O negócio só vende armas importadas. Carlos Souza, double de instrutor e vendedor, explica que “as nacionais Rossi e CBC só dão problemas”.
E aí está o tchã do 38: todos os papos giram, naturalmente, em torno de armas. Fala-se do coice que dá uma 12 ao disparar? O vendedor engatilha a arma mesmo sem balas e oferece: “Ouça o clique”, ensina. Pá, bate o gatilho.
Outra rodinha de papo é sobre o revólver Colt 45. Tratava-se de uma réplica, não pude apurar se era chinesa.
Mais papo: alguém viu um meliante num terreno baldio perto das lojas Koerich e queria saber se alguém poderia ir dar uma olhada, mas ninguém se escalou.
O salão de jogos, o mesmo onde está o memorial ao Duque de Caxias, abriga também a mesa de sinuca e um pequeno bar, quase sempre vazio.
“O nosso horário forte é depois do expediente, o pessoal passa por aqui e lota os estandes. Dão uns tiros para relaxar e vão para casa”, explica Carlos.

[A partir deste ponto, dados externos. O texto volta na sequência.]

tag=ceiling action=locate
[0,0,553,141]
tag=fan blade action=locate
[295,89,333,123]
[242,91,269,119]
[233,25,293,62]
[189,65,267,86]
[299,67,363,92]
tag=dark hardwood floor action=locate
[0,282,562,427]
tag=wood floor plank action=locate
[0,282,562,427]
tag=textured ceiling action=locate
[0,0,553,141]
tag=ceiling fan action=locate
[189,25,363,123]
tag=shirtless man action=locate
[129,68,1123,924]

Como é relaxar dando tiros: a pessoa escolhe as armas (ou traz a sua de casa) e entra no estande de tiro. Bota óculos e protetores de ouvido. Aí, compra um pacote de balas, coloca um meliante de papel como alvo e pipoca nele.
Feito isto, ele recolhe o “morto”, confere os acertos e, se estiver num grupo, vai comentar os furos com os amigos. Se estiver sozinho, pode fazer um discreto gesto de “yes”, com o punho fechado.

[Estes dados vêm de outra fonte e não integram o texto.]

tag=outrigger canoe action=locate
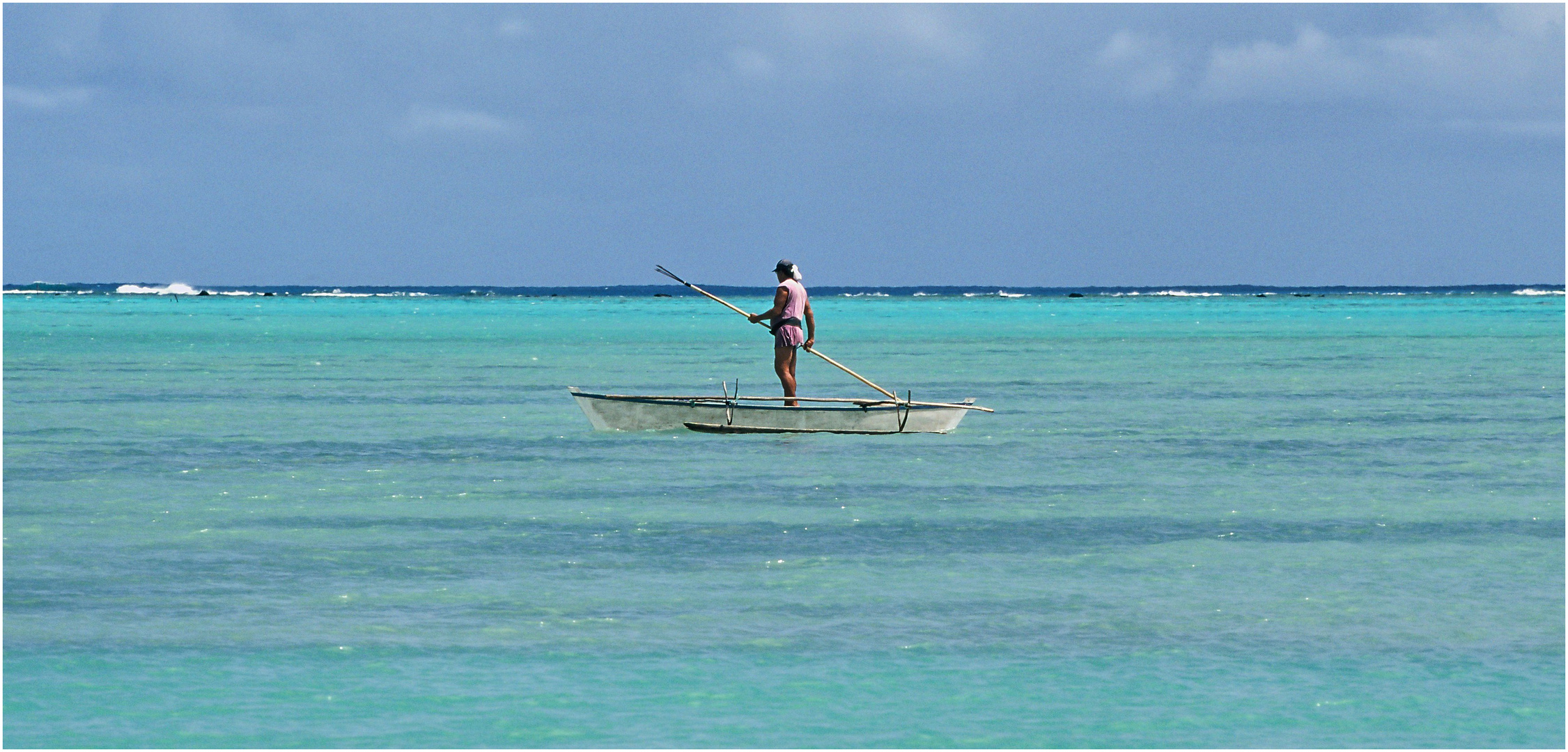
[569,267,995,434]
[570,387,991,434]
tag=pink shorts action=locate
[773,326,806,348]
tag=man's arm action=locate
[746,287,789,324]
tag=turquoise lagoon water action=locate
[5,293,1565,747]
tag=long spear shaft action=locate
[654,267,903,402]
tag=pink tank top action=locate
[773,279,806,323]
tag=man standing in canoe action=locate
[746,258,817,407]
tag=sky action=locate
[3,3,1565,287]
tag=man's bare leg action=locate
[773,348,800,407]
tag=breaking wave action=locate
[114,282,201,295]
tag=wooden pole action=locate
[654,267,900,402]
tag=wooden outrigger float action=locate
[570,267,994,434]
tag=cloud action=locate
[5,85,93,110]
[1094,30,1179,99]
[395,107,520,136]
[1197,5,1563,113]
[729,47,777,79]
[1443,119,1563,139]
[727,5,981,83]
[495,19,533,39]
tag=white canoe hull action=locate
[573,389,969,434]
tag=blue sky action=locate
[3,3,1565,285]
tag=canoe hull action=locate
[573,390,969,434]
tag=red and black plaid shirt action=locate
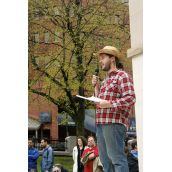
[96,70,136,127]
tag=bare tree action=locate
[29,0,130,135]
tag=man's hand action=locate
[92,75,100,87]
[88,153,95,160]
[97,100,112,108]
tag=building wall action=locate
[28,95,58,139]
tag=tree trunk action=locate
[75,87,85,136]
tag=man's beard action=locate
[102,62,111,71]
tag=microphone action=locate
[95,68,99,76]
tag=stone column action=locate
[127,0,143,172]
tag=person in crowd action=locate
[127,139,139,172]
[81,136,102,172]
[28,138,39,172]
[92,46,135,172]
[41,138,54,172]
[72,136,87,172]
[52,164,68,172]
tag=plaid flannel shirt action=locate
[96,70,135,127]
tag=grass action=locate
[37,156,73,172]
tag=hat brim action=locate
[97,49,121,58]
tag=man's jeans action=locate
[96,123,129,172]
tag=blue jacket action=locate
[28,148,39,169]
[41,146,54,172]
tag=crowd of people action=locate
[28,136,139,172]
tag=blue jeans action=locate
[96,123,129,172]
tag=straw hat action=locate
[98,46,121,58]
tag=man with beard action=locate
[92,46,135,172]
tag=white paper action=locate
[76,95,102,103]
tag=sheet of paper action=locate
[76,95,102,103]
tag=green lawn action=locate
[38,156,73,172]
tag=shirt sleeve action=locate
[111,73,136,112]
[94,146,99,157]
[29,149,39,160]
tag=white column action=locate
[35,130,38,139]
[127,0,143,172]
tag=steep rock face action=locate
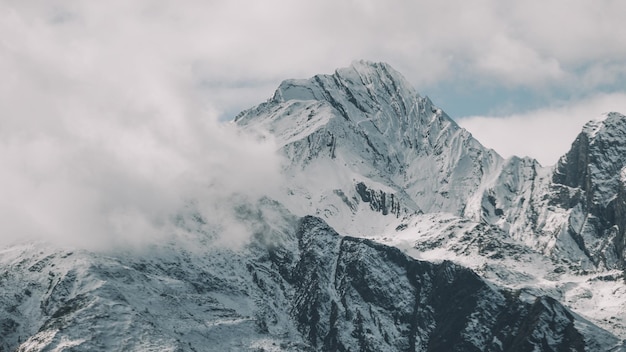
[235,61,502,233]
[552,113,626,269]
[0,206,619,351]
[270,217,615,351]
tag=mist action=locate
[0,3,281,248]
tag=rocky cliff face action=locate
[552,113,626,269]
[235,61,502,234]
[0,202,618,351]
[0,62,626,351]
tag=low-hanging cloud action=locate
[458,93,626,166]
[0,2,280,248]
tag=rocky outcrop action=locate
[552,113,626,269]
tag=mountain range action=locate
[0,61,626,351]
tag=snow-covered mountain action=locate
[0,200,624,351]
[235,61,626,337]
[0,61,626,351]
[235,61,503,235]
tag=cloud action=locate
[457,93,626,165]
[0,0,626,249]
[0,2,281,248]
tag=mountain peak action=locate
[583,112,626,140]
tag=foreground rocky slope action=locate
[0,201,623,351]
[0,62,626,351]
[235,61,626,338]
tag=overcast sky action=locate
[0,0,626,248]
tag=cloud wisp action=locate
[0,5,280,248]
[457,93,626,166]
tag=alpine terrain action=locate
[0,61,626,351]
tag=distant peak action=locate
[583,112,626,139]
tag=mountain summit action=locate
[0,61,626,352]
[235,61,503,234]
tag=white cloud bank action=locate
[0,2,280,247]
[0,0,626,249]
[457,93,626,166]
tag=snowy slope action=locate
[0,61,626,351]
[235,61,503,235]
[235,61,626,338]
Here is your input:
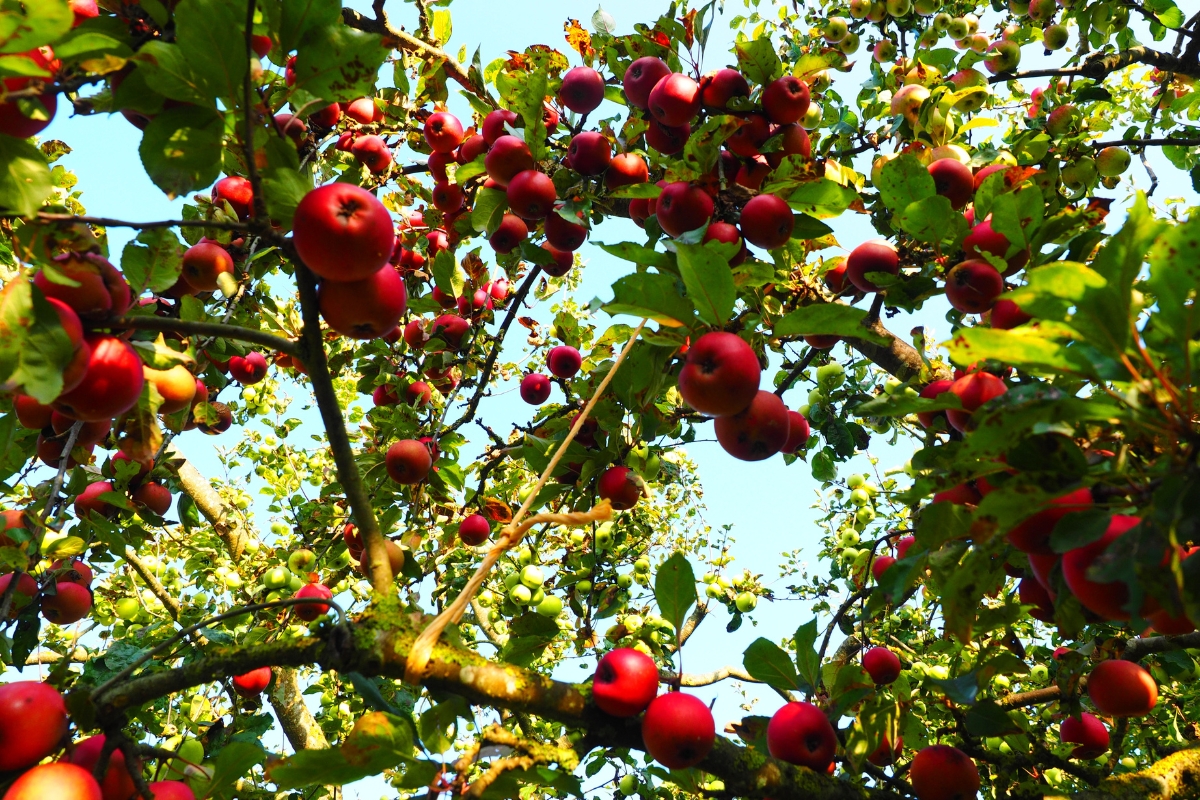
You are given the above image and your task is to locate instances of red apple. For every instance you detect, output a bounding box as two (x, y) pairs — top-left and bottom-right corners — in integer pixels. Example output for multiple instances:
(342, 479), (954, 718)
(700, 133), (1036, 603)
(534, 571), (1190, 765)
(425, 112), (462, 152)
(521, 372), (551, 405)
(506, 169), (557, 219)
(1087, 658), (1158, 717)
(739, 194), (796, 248)
(484, 136), (534, 188)
(4, 762), (100, 800)
(458, 513), (492, 547)
(767, 702), (838, 772)
(53, 336), (145, 422)
(0, 681), (67, 777)
(624, 55), (671, 108)
(1058, 711), (1109, 758)
(679, 331), (762, 416)
(293, 184), (396, 282)
(233, 666), (273, 697)
(642, 692), (716, 770)
(292, 585), (336, 622)
(558, 67), (604, 114)
(700, 67), (750, 109)
(229, 350), (266, 386)
(592, 648), (659, 717)
(350, 133), (391, 175)
(71, 734), (140, 800)
(1006, 488), (1092, 556)
(846, 244), (900, 297)
(384, 439), (433, 486)
(908, 745), (979, 800)
(713, 390), (790, 461)
(319, 262), (408, 338)
(546, 344), (583, 379)
(596, 467), (642, 511)
(863, 648), (900, 686)
(946, 261), (1004, 314)
(762, 76), (810, 125)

Não achei muita gente disposta a puxar papo comigo no 38.
Me senti um zero à esquerda ao comprar o pacote básico calibre 22, com direito a um guaraná e uma barra de cereais, ao preço promocional de 56 reais.
Enchi de balas meu alvo – se fosse um meliante de verdade, estaria no mínimo num hospital, com o peito furado.
Saí do estande para um grupinho de instrutores. O papo era sobre Troy, o americano, com chegada prevista para sábado – era como se Zeus fosse descer do Olimpo.
O pessoal que frequenta a casa tem um figurino mais ou menos padrão, começando por uma botinha 3×4 e calças com bolsos laterais, coldre fabricado no próprio 38, lanterna e faca na cintura.
Surpresa: apesar de SC ter um baixo índice de violência, um em cada 422 habitantes do estado tem uma arma.
Do outro lado do 38, atravessando a avenida, temos o mar, com seu azul profundo.